Unfortunately, whereas at one time BlackBerry devices could be expected to run for days, the P’9981 follows in the Bold 9900′s metaphorical footsteps and tarnishes the family tradition. The 1,230 mAh battery may be Porsche Design branded but it’s otherwise exactly the same powerpack as the 9900 uses, and it’s simply not up to the challenge of the 1.2GHz processor.

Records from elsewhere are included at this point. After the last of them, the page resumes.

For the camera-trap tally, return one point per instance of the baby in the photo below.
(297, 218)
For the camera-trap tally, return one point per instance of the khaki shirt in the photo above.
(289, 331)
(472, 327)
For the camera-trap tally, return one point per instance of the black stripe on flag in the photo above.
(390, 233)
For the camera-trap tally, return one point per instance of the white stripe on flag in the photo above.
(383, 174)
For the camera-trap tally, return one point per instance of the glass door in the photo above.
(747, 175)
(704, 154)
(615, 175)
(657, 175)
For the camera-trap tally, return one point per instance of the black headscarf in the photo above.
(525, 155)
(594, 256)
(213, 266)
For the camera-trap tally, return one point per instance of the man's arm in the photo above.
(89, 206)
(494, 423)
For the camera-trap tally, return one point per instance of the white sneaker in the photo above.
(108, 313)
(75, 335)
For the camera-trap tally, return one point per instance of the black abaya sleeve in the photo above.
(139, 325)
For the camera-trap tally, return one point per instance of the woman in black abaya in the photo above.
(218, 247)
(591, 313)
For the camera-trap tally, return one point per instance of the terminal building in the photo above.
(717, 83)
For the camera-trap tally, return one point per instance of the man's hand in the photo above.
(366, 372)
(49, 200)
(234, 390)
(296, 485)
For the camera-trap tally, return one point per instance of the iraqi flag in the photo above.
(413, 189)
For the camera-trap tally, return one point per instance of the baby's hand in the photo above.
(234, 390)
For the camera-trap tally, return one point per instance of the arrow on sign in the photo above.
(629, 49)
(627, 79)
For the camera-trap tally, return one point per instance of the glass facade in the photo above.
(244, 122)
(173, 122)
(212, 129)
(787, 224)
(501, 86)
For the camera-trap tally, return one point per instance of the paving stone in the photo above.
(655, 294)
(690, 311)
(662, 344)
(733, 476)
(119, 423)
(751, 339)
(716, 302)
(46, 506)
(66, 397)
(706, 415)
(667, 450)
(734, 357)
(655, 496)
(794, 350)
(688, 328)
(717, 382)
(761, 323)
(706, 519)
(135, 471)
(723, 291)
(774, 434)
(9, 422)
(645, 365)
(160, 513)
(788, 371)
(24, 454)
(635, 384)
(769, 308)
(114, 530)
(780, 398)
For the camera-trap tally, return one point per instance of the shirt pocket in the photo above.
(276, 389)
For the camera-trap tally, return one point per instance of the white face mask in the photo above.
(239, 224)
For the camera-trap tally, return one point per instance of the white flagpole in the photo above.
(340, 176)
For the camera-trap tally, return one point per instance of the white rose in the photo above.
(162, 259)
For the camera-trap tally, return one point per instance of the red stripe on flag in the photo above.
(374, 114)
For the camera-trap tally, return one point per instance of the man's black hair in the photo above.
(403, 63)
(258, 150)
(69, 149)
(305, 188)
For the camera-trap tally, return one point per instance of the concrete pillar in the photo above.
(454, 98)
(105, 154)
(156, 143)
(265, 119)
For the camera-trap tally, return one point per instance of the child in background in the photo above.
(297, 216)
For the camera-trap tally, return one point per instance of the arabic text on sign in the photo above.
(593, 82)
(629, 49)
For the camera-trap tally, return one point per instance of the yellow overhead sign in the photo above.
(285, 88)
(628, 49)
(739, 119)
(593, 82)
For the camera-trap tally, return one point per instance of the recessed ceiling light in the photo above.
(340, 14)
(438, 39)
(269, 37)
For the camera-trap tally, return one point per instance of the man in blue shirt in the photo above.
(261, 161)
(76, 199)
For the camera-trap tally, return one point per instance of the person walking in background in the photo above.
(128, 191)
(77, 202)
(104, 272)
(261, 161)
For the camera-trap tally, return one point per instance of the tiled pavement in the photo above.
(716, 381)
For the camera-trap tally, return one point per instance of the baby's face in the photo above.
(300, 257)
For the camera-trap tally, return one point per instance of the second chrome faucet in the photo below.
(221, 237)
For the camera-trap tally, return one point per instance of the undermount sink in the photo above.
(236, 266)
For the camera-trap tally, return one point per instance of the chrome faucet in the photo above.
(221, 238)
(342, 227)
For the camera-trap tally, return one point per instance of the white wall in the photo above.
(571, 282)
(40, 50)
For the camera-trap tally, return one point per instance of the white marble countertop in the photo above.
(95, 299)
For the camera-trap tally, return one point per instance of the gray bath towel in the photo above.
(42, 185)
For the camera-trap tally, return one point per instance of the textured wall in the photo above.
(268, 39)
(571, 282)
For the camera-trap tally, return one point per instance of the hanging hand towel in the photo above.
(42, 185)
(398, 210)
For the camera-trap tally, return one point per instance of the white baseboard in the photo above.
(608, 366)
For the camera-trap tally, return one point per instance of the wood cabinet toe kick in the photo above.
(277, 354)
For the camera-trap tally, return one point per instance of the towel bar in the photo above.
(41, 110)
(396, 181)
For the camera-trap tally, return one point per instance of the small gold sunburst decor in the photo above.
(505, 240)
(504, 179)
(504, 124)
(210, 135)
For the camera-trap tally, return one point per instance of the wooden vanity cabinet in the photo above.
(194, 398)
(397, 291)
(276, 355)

RIM does its best to hide that fact, underclocking the chip most of the time so that you’re running on a fraction of those cycles, but step beyond simple email and you’ll find calls, web browsing, photography and third-party apps all take their toll. Left to its own devices and the P’9981 will run for a couple of days, even with email updating in the background, but actually use it as you might a rival smartphone and you’ll struggle to finish a day. The desk charger cradle does at least make topping up the juice more straightforward.
Wrap-Up
It’s hard to imagine the Porsche Design P’9981 convincing the everyman: its severe styling is too divisive, BlackBerry 7 OS questionable, and general specifications uncompetitive in places. Then again, the everyman isn’t the limited edition BlackBerry’s target audience. Like Vertu and “luxury” editions of other manufacturers’ phones, the appeal of the P’9981 is more about who hasn’t got it than who wants it.
$2,350 is a ridiculous amount of money for a smartphone. A quarter of that gets you an iPhone 4S or a Galaxy Nexus, either of which outclass the P’9981 on functionality, usability and – many would argue – style. However, just as Porsche Design borrowed the Dynasty shoulderpads, the P’9981 is the cellular equivalent of Alexis Carrington: brash and unforgivingly blunt, an unapologetic backhanded slap to the face of anybody who thinks their mainstream handset makes them special.
The rest of us will continue to buy iPhones, and Android phones, perhaps even some Windows Phones, and wait to see whether RIM can relaunch itself in Q4 with BlackBerry 10. The biggest problem with the P’9981 isn’t its love-it-or-hate-it design, or its mediocre camera, or even its insane price tag: it’s the fact that it highlights just how tired BlackBerry 7 is. In the end, even $2,350-worth of metal and leather and Porsche branding can’t hide that.